I also agree that our personas right now are basically worthless given
their quality. Please feel free to improve upon them.
I'm not exactly sure what you mean by isolating topics. I feel we have to
work on one topic at a time, though of course we have to take the whole of
LibreOffice into consideration, and some topics are interconnected. For
example, the design of the file manager for Android will depend in part on
the design of our Template dialog, as is clearly stated in the whiteboard's
scope.


So, sorry, but I am not willing to invest my valuable time into these
structures.


Could you offer some tips for creating a better structure, though?


3. Vague offers of help
You said my proposals are very vague. I partially agree with this.
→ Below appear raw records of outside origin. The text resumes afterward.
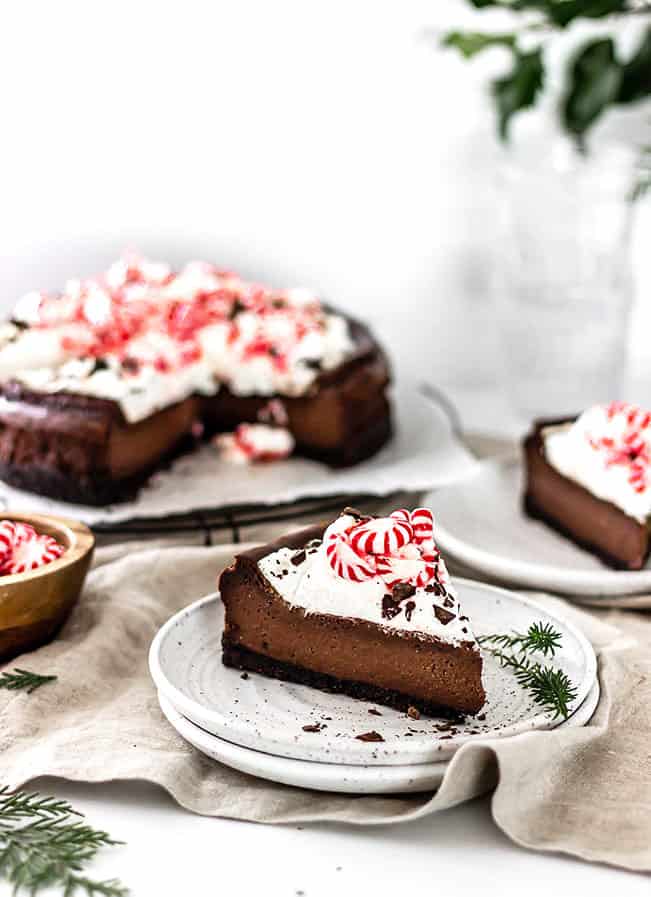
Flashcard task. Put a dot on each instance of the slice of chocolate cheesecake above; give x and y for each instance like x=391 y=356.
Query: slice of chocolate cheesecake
x=364 y=607
x=589 y=478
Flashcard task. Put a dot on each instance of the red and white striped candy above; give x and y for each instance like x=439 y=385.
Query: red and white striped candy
x=386 y=535
x=345 y=561
x=422 y=522
x=31 y=553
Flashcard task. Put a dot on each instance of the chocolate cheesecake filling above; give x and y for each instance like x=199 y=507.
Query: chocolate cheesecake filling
x=263 y=633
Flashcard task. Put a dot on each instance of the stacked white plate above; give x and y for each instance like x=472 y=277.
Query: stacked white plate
x=300 y=736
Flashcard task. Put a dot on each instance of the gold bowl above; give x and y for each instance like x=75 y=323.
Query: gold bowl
x=35 y=604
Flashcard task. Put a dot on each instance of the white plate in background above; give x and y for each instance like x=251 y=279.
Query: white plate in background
x=423 y=454
x=480 y=522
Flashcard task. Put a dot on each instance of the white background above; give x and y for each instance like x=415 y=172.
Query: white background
x=324 y=143
x=329 y=144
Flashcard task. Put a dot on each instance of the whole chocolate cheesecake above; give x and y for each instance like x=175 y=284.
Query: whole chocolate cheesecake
x=589 y=478
x=364 y=607
x=107 y=381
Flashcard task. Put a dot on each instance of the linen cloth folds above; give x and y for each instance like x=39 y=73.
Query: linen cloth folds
x=583 y=791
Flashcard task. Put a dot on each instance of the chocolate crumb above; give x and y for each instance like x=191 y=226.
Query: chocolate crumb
x=403 y=590
x=442 y=615
x=389 y=607
x=369 y=736
x=315 y=727
x=358 y=515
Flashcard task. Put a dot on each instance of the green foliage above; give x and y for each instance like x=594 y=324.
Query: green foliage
x=20 y=679
x=593 y=85
x=548 y=686
x=596 y=79
x=469 y=43
x=519 y=88
x=43 y=846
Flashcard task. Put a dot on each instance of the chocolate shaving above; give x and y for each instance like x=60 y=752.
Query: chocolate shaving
x=390 y=608
x=403 y=590
x=298 y=559
x=236 y=308
x=369 y=736
x=442 y=615
x=315 y=727
x=353 y=512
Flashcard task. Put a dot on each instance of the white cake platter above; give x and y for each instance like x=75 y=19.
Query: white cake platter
x=481 y=523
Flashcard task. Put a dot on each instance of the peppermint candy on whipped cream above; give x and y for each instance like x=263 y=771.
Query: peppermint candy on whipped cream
x=407 y=589
x=146 y=337
x=607 y=450
x=386 y=548
x=22 y=548
x=251 y=443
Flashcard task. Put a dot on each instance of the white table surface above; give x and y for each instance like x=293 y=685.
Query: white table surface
x=170 y=851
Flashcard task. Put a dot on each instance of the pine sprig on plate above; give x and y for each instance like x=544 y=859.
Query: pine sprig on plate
x=42 y=846
x=20 y=679
x=540 y=637
x=551 y=688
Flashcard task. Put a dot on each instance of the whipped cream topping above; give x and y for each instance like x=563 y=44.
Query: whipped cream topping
x=252 y=443
x=395 y=591
x=607 y=450
x=146 y=337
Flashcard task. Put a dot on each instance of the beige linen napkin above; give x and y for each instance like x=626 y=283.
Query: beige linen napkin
x=582 y=791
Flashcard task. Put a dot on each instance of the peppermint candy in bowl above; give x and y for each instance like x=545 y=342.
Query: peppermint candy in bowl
x=43 y=565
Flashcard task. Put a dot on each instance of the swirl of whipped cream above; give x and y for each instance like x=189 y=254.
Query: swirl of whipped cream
x=607 y=450
x=163 y=335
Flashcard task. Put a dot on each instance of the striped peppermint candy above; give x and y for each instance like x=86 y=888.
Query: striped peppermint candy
x=386 y=535
x=30 y=553
x=346 y=561
x=422 y=521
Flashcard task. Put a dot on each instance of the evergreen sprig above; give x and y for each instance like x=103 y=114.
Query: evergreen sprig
x=549 y=687
x=540 y=637
x=595 y=78
x=20 y=679
x=42 y=845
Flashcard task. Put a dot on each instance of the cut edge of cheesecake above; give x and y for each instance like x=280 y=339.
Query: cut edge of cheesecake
x=265 y=634
x=592 y=523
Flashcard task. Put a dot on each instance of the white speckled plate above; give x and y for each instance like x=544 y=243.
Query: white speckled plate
x=332 y=776
x=268 y=715
x=480 y=522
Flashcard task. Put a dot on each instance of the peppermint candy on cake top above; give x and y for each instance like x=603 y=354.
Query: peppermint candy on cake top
x=396 y=549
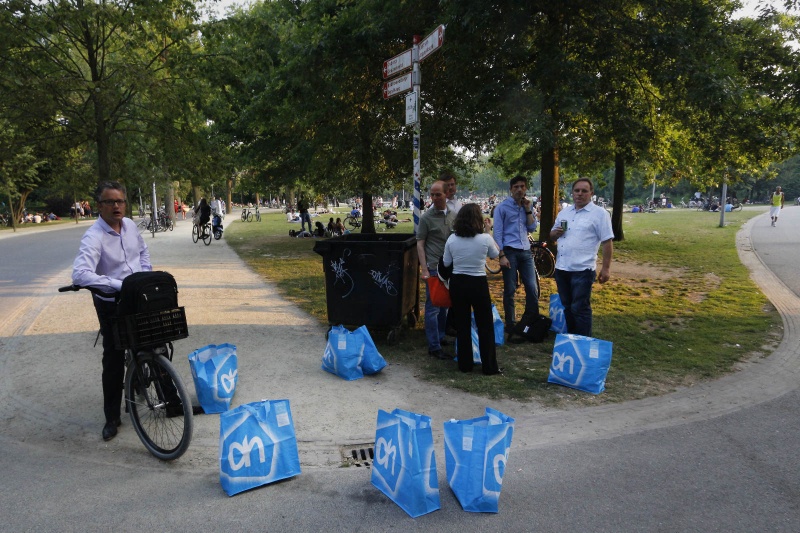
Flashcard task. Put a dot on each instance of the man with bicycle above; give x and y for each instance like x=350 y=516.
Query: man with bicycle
x=513 y=220
x=111 y=249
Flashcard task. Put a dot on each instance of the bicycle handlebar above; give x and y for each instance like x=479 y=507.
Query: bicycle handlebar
x=98 y=292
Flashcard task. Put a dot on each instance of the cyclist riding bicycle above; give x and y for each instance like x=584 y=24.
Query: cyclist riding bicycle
x=204 y=210
x=110 y=250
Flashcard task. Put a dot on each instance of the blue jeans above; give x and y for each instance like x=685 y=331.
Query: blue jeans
x=520 y=261
x=435 y=320
x=305 y=217
x=575 y=291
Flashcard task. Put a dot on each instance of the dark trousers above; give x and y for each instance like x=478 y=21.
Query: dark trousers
x=470 y=294
x=113 y=361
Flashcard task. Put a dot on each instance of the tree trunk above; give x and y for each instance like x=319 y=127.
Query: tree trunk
x=169 y=202
x=368 y=219
x=619 y=193
x=549 y=197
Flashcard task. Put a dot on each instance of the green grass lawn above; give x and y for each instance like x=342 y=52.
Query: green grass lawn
x=679 y=308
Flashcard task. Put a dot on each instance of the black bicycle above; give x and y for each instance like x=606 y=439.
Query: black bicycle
x=543 y=260
x=202 y=232
x=155 y=396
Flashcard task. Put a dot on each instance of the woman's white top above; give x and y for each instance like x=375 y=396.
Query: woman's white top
x=468 y=254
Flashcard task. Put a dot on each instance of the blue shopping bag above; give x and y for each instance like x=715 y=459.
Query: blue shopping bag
x=580 y=362
x=404 y=467
x=215 y=374
x=257 y=445
x=343 y=354
x=499 y=335
x=372 y=361
x=475 y=456
x=559 y=324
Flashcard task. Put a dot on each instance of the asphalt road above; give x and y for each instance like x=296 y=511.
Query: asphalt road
x=721 y=457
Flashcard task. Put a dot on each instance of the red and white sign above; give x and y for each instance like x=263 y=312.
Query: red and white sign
x=431 y=43
x=399 y=85
x=398 y=63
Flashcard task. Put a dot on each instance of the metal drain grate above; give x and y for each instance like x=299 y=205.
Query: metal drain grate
x=358 y=455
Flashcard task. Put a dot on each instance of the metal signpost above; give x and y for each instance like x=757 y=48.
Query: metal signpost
x=410 y=81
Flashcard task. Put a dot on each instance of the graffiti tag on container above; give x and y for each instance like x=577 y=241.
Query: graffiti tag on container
x=382 y=280
x=339 y=270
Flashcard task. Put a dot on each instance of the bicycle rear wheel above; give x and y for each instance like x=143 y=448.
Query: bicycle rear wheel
x=159 y=406
x=544 y=261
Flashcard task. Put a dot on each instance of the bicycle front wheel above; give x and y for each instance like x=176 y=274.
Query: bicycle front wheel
x=544 y=261
x=159 y=406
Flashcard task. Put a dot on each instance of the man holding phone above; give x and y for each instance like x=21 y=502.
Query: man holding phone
x=513 y=220
x=580 y=229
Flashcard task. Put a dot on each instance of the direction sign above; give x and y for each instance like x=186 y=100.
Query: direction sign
x=399 y=85
x=398 y=63
x=432 y=42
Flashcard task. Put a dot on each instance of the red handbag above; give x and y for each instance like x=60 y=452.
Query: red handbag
x=440 y=295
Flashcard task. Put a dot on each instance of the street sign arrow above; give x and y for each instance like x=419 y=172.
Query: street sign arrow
x=432 y=42
x=398 y=63
x=397 y=86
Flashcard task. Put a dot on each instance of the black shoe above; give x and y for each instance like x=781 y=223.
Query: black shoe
x=440 y=354
x=110 y=429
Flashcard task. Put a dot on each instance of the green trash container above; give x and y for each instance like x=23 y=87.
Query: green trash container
x=371 y=280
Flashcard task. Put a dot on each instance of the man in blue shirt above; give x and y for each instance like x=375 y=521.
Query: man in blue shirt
x=111 y=249
x=513 y=220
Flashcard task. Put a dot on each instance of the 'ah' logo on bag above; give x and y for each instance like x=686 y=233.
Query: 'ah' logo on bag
x=497 y=455
x=389 y=457
x=228 y=380
x=383 y=450
x=245 y=449
x=560 y=359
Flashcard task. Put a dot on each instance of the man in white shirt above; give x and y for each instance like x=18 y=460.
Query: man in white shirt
x=449 y=179
x=111 y=249
x=580 y=229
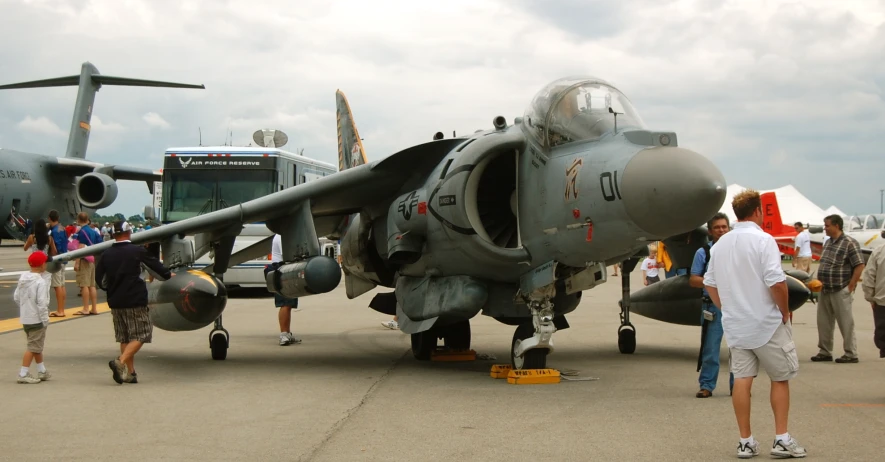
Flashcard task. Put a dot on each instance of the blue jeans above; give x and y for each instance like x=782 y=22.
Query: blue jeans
x=710 y=355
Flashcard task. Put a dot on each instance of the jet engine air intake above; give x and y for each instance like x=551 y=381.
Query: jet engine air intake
x=490 y=199
x=96 y=190
x=316 y=275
I did make a very concrete suggestion to help you solve the "bold,
italic,..."
icon discussion, by showing you a way how to solve this problem with users,
taking different languages and cultural backgrounds into account. But there
was no reaction to this. This offer still stands and could be a extremely
concrete starting point.


I completely agree with user testing icons. I think it'd be great.
That said, I hoped an experienced icon designer would come in and help with
the project -- and some experienced designers did show interest at first,
but, unfortunately, were never heard from again. The submitted icons used
varying line widths, some used rounded corners, some used sharp corners,
all were different widths and heights and used differing amounts of detail,
and since I personally have never designed an icon set, I'm not sure how to
best coordinate development to end up with a consistent-looking set. So I
personally gave up on the project, at least for now (I might come back to
it later). If anyone wants to take control of it, he/she is welcome to do
so.


My following suggestions were indeed vague, because I felt it would be a
waste
of time to offer something concrete again, if there is no interest. As I
said
- my time is strongly limited.

So, still staying vague, I can help to build up the artifacts (vision,
personas, scenarios,...) that can help us to create a consistent UX within
the
LibreOffice suite, help to validate these artifacts with real users, create
solutions together with developers and again validating them with users -
just
to name some things we need to work on.


Sounds great.


But be aware, this will shift the focus in this list from designing (which
I
still see as a craftmenship) to research and understanding. I strongly
believe: if we understand, finding the solutions is easy. This is why the
work
we need to do is research.


I agree.


So if there is anyone interested in this resaerch based approach on
LibreOffice design, give me a sign and we will find a way to start working.


Definitely interested. How do you suggest we start?